Sunday, May 26, 2024

Mexico spends 2.5% of GDP on health; at least 6% is recommended

Mexico is spending less than half the amount it should on its health system, according to Pan American Health Organization (PAHO) recommendations.

Spending on health has declined in recent years from 2.9% of GDP in 2012 to 2.5% in 2020. The PAHO recommends spending at least 6%.

The public health agency has noted that countries that have spent that percentage of GDP or more on their health systems in recent years have had the most success in providing quality health care to greater numbers of people.

Mexico’s spending on health is dwarfed by that of its northern neighbor, the United States, which allocated 14.3% of its GDP to the sector last year.

Germany and France spend 9.9% and 9.3%, according to a report by Forbes México, while Japan spends 9.8%.

Mexico’s spending is also well below several Latin American countries including Costa Rica, Chile and Colombia, all of which spend more than 5% of GDP on health.

Forbes noted that health spending in Mexico declined over the past decade even as Mexico’s population increased by almost 13 million people.

It also noted that the limited spending on health is divided between seven different public systems including those operated by the Mexican Social Security Institute (IMSS), the State Workers Social Security Institute (ISSTE), the state oil company Pemex and the Ministry of National Defense.

The funding allocated to each system is not equitable: for every peso spent per member of IMSS Prospera, a subsystem that provides health care to people in poor rural areas, 4 pesos per insured person are allocated to the broader IMSS system, 5 pesos go to the ISSSTE system and 10 pesos are spent on the Pemex system, the news website MVS Noticias reported.

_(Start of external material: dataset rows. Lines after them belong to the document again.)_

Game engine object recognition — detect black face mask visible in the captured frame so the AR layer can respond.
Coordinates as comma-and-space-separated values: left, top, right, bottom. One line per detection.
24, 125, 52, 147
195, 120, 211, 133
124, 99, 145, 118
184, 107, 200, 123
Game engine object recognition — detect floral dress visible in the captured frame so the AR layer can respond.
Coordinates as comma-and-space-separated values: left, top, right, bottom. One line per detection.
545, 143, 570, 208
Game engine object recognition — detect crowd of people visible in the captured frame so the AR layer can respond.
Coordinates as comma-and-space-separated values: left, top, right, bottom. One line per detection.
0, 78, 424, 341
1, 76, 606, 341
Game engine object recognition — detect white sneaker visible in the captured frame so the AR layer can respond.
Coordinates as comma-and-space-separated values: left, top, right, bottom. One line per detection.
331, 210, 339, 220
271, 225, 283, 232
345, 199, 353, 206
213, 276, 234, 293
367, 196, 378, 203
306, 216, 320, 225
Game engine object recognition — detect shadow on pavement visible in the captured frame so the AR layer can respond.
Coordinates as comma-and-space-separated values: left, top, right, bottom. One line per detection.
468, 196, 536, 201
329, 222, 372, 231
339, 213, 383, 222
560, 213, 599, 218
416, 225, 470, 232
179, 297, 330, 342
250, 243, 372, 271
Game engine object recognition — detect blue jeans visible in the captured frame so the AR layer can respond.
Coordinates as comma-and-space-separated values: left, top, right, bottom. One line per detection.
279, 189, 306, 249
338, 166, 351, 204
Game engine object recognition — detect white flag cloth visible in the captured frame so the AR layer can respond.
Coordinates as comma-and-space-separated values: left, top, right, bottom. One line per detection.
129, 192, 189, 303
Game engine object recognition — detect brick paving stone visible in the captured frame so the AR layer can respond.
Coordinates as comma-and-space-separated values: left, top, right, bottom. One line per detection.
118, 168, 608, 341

During a recent virtual forum on Mexico’s health system, Rodolfo de la Torre, director of social development at the Espinosa Yglesias think tank, noted that spending on health care is not equitable across the country either.

He said the government spends 300,000 pesos (US $13,700) per person per year on the health system in Mexico City but less than 30,000 pesos per capita in some states.

insabi hospital
The Insabi health system should offer the same level of service as IMSS, critics say.

Participating in the same forum, Mariana Campos of the public policy think tank México Evalúa said that the most serious issue is that since 2019, not all of the resources authorized for the health sector have been used. As a result, programs aimed at preventing chronic diseases that are among the leading causes of death in Mexico, such as diabetes, have been neglected, she said.

Rogelio Goméz Hermosillo, a representative of Citizens Action Against Poverty, a group currently calling on the government to provide a basic income to people who have lost their jobs due to the coronavirus, said that 20 million people don’t have access to free healthcare because they’re not registered with any of the public systems even though the system known as Insabi is supposed to provide medical services to people with no other insurance.

The forum participants proposed that the government increase spending on health to 3.5% of GDP as a first step toward improving the public health system as well as access to it.

They said that the Insabi scheme, which replaced the universal healthcare program known as Seguro Popular at the start of this year, should have the same capacity to provide medical services as the IMSS system. That would ensure that informal sector workers, who make up about 60% of the nation’s workforce, would have the same access to health services as their formal sector counterparts.

The underfunded public health system has been cited as a factor in the high number of Covid-19 deaths – 62,594 as of Thursday.

In a report published in early June, the Bloomberg News bureau chief in Mexico wrote that the public health system was woefully unprepared to deal with the coronavirus pandemic, noting that many hospitals have a shortage of basic equipment, medication and personnel and some don’t even have soap.

Hospitals in several cities including Acapulco, Tijuana and Matamoros struggled to cope at different stages of the pandemic as they filled up with seriously ill coronavirus patients.

But President López Obrador has said that there have been enough hospital beds and ventilators for everyone that needed them and despite the high Covid-19 death toll, he asserted this week that the government’s strategy to manage the pandemic has worked very well.